Hilzoy on the Character of John McCain
She writes:
Obsidian Wings: Great Choice, Senator McCain!: Via... Josh Marshall, this from Newsweek:
After John McCain nailed down the Republican nomination in March, his campaign began wrestling with a sensitive personnel issue: who would manage this summer's GOP convention in St. Paul, Minn.? The campaign recently tapped Doug Goodyear for the job, a veteran operative and Arizonan who was chosen for his "management experience and expertise," according to McCain press secretary Jill Hazelbaker. But some allies worry that Goodyear's selection could fuel perceptions that McCain—who has portrayed himself as a crusader against special interests—is surrounded by lobbyists. Goodyear is CEO of DCI Group, a consulting firm that earned $3 million last year lobbying for ExxonMobil, General Motors and other clients.

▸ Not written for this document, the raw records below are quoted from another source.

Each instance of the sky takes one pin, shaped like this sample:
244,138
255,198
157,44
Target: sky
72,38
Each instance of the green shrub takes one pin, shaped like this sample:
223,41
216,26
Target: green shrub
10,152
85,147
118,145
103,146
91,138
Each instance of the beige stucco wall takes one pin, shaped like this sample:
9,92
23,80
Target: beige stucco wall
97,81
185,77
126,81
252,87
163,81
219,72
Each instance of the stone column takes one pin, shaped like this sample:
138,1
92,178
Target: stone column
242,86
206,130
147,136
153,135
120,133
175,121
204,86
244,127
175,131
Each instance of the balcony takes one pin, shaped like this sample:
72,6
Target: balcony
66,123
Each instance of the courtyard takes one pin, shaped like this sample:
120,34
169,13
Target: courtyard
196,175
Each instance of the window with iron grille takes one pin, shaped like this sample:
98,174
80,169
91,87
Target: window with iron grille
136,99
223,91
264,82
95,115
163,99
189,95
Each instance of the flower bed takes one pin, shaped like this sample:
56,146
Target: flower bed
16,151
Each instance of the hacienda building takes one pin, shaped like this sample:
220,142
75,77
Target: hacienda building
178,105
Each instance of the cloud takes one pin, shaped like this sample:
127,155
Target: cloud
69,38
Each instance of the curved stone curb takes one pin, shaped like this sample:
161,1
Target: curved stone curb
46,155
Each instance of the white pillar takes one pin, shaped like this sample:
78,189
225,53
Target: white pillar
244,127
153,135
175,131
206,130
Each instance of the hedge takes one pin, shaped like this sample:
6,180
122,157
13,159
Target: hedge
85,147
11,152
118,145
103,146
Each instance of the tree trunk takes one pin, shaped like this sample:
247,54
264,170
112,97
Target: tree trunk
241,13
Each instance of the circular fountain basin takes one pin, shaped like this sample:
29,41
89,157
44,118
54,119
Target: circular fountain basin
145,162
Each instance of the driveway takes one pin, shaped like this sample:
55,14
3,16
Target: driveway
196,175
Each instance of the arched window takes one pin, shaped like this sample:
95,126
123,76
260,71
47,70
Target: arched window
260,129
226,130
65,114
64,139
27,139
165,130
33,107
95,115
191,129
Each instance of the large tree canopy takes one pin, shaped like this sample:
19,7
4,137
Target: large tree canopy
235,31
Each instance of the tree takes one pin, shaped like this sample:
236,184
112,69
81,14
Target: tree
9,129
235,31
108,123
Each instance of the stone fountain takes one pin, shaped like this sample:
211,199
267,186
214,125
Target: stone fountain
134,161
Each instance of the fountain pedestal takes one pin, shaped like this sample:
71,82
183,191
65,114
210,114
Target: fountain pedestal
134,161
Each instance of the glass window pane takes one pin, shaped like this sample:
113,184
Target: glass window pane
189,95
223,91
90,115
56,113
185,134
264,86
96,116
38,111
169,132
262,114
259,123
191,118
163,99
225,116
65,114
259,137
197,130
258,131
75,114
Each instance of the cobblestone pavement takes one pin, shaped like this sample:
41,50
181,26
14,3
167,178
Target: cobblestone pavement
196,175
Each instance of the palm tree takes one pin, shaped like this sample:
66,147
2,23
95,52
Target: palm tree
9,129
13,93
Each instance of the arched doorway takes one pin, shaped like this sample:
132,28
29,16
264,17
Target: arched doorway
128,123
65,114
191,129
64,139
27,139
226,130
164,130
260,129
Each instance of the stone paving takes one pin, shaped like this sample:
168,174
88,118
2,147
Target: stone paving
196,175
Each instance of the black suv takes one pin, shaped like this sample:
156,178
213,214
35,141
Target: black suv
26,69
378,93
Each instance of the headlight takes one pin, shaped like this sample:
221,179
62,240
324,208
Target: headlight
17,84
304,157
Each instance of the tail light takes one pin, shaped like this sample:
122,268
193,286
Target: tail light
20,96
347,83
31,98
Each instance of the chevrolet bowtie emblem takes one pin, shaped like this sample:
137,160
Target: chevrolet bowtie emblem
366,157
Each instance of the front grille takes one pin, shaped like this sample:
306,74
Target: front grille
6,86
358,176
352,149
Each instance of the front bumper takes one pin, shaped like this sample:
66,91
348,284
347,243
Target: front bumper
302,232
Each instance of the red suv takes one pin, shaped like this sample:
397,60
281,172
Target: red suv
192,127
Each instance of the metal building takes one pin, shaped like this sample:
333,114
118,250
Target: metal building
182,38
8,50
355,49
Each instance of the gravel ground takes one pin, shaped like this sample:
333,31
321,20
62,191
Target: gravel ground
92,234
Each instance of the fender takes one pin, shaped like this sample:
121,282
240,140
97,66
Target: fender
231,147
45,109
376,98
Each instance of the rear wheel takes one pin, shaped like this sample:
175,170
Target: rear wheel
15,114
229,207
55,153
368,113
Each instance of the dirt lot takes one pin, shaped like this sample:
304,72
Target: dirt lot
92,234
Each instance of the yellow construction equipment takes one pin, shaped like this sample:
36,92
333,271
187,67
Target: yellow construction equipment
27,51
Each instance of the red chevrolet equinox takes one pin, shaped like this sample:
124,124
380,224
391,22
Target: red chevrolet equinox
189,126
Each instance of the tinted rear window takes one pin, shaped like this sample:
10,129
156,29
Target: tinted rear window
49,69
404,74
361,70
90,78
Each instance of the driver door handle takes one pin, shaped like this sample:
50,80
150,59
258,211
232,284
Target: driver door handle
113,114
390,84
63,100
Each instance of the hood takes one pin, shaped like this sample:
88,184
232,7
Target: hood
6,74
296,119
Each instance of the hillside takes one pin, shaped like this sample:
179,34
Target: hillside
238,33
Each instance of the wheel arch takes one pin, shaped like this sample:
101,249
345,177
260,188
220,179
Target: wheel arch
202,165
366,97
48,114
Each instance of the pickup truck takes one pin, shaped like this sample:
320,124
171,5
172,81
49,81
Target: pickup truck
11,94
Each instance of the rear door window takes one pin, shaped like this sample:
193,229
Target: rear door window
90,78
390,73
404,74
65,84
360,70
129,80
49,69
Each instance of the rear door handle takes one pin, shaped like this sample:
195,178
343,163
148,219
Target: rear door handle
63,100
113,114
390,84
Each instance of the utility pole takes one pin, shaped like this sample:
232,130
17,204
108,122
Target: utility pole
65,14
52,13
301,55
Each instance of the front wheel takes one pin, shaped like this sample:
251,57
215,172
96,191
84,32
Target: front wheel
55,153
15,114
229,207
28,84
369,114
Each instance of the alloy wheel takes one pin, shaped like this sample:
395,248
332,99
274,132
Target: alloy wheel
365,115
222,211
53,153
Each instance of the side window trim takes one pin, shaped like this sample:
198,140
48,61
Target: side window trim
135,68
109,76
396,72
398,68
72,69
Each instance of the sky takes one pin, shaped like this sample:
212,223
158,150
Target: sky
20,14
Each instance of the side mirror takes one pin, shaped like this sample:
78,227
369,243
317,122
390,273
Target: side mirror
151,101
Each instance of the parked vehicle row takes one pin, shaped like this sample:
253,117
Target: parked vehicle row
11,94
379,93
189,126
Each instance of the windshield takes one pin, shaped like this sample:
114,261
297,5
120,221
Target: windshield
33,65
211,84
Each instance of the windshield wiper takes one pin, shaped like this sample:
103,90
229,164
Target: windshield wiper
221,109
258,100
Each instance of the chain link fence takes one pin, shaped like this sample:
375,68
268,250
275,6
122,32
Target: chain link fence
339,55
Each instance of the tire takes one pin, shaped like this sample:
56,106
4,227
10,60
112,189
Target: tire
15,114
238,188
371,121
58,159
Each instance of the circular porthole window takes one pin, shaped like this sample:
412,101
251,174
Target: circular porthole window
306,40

Potentially more problematic: the firm was paid $348,000 in 2002 to represent Burma's military junta, which had been strongly condemned by the State Department for its human-rights record and remains in power today. Justice Department lobbying records show DCI pushed to "begin a dialogue of political reconciliation" with the regime. It also led a PR campaign to burnish the junta's image, drafting releases praising Burma's efforts to curb the drug trade and denouncing "falsehoods" by the Bush administration that the regime engaged in rape and other abuses.

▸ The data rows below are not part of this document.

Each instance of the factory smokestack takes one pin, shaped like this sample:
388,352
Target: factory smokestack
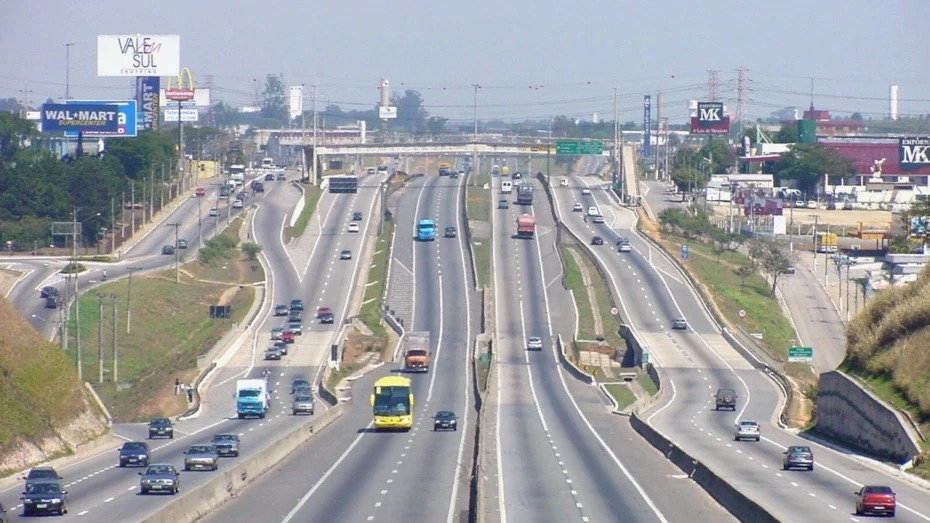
893,102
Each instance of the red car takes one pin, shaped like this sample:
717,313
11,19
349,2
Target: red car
875,499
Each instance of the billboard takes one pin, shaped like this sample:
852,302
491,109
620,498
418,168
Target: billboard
138,55
201,99
98,116
147,100
710,119
913,152
126,118
187,114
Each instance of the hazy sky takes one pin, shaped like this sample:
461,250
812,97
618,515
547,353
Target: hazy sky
533,59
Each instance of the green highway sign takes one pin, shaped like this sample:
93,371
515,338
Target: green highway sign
801,354
576,148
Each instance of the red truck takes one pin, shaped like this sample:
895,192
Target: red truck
526,226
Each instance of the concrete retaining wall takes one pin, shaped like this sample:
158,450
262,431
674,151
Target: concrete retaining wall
738,504
853,415
190,506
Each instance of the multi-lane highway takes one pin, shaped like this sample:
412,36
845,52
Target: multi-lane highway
98,489
697,361
350,473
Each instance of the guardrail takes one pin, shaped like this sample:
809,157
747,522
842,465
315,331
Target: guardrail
194,504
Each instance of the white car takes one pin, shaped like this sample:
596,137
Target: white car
747,429
534,343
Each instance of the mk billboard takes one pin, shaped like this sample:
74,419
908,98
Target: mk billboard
710,119
913,152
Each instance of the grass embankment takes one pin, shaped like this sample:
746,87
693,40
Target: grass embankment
887,350
621,394
38,383
478,207
170,327
312,196
574,280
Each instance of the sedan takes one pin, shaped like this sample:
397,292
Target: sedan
45,498
160,478
534,343
445,420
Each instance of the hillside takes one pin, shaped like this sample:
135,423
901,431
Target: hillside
44,410
887,345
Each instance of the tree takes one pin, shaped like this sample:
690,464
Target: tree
807,163
773,260
274,99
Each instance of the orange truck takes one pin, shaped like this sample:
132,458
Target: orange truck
416,352
526,226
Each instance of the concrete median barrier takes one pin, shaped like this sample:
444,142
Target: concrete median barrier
738,504
194,504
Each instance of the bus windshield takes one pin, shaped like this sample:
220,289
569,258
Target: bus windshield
392,401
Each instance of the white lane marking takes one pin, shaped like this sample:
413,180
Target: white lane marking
450,518
306,497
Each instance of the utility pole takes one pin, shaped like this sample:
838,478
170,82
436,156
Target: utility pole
177,252
130,270
115,350
100,298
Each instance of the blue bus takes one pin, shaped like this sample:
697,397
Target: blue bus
426,231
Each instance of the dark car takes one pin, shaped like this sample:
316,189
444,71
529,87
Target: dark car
45,498
725,399
876,499
445,420
325,315
41,475
299,383
226,444
798,456
134,453
160,478
161,428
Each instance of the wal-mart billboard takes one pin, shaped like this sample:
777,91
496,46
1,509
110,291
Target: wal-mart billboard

You have to admire not just the McCain campaign's tin ear, but their impeccable sense of timing:
Myanmar's military regime distributed international aid Saturday but plastered the boxes with the names of top generals in an apparent effort to turn the relief effort for last week's devastating cyclone into a propaganda exercise. (...) With voters going to the polls, state-run television continuously ran images of top generals including junta leader, Senior Gen. Than Shwe, handing out boxes of aid at elaborate ceremonies.
"We have already seen regional commanders putting their names on the side of aid shipments from Asia, saying this was a gift from them and then distributing it in their region," said Mark Farmaner, director of Burma Campaign UK, which campaigns for human rights and democracy in the country. "It is not going to areas where it is most in need," he said in London."

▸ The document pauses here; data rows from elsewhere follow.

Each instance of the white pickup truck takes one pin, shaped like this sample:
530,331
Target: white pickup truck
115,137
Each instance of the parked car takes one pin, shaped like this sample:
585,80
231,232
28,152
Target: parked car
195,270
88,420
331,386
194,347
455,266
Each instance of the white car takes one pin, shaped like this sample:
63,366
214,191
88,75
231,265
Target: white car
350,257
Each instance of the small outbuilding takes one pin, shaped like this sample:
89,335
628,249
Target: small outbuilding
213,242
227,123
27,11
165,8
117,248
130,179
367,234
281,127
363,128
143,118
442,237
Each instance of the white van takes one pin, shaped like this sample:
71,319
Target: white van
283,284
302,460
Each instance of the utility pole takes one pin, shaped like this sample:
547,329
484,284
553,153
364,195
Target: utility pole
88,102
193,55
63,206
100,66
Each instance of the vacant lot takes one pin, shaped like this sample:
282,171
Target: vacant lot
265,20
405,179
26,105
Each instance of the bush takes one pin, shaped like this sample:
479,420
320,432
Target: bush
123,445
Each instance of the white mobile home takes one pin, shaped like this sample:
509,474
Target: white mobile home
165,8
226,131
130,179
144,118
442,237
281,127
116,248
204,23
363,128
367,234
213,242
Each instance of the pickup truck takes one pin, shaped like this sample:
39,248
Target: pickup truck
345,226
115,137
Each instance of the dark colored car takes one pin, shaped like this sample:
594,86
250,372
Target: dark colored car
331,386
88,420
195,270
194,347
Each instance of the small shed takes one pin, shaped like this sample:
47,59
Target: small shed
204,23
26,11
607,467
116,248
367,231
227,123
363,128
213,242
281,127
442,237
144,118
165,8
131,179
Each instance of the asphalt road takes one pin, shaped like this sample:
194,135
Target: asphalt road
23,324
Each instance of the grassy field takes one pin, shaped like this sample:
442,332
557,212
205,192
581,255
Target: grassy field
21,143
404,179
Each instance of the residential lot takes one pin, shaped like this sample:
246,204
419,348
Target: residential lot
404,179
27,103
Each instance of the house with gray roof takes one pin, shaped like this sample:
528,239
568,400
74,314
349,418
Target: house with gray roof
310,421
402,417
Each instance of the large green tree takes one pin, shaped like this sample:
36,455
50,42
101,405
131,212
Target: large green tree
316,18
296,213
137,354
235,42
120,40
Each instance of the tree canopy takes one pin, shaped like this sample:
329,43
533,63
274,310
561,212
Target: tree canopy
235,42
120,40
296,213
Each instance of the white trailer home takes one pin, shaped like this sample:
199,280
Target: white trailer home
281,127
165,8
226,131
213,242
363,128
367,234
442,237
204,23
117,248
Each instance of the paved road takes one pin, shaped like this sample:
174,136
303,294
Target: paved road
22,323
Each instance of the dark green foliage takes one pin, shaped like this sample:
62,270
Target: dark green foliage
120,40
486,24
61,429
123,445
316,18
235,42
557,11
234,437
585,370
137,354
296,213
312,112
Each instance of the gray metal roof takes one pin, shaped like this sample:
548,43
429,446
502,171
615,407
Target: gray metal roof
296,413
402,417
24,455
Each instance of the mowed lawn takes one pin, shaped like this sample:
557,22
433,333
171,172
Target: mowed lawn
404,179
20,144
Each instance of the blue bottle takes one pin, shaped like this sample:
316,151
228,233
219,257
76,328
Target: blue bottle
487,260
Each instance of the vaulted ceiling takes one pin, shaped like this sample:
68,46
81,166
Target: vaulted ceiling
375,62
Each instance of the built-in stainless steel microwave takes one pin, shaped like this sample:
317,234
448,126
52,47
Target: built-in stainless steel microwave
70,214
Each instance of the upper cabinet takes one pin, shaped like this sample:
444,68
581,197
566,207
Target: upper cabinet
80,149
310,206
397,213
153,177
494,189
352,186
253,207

No doubt all these stories are just falsehoods too.
What's particularly amusing is the McCain campaign's rationale for choosing Goodyear:
Ironically, Goodyear was chosen for the post after the McCain campaign nixed another candidate, Paul Manafort, who runs a lobbying firm with McCain's campaign manager, Rick Davis. The prospect of choosing Manafort created anxiety in the campaign because of his long history of representing controversial foreign clients, including Philippine dictator Ferdinand Marcos. More recently, he served as chief political consultant to Viktor Yanukovich, the former Ukrainian prime minister who has been widely criticized for alleged corruption and for his close ties to Russia's Vladimir Putin—a potential embarrassment for McCain, who in 2007 called Putin a "totalitarian dictator." "The Ukrainian stuff was viewed as too much," says one McCain strategist, who asked not to be identified discussing the matter.
So Ukraine is too much, but Burma is OK?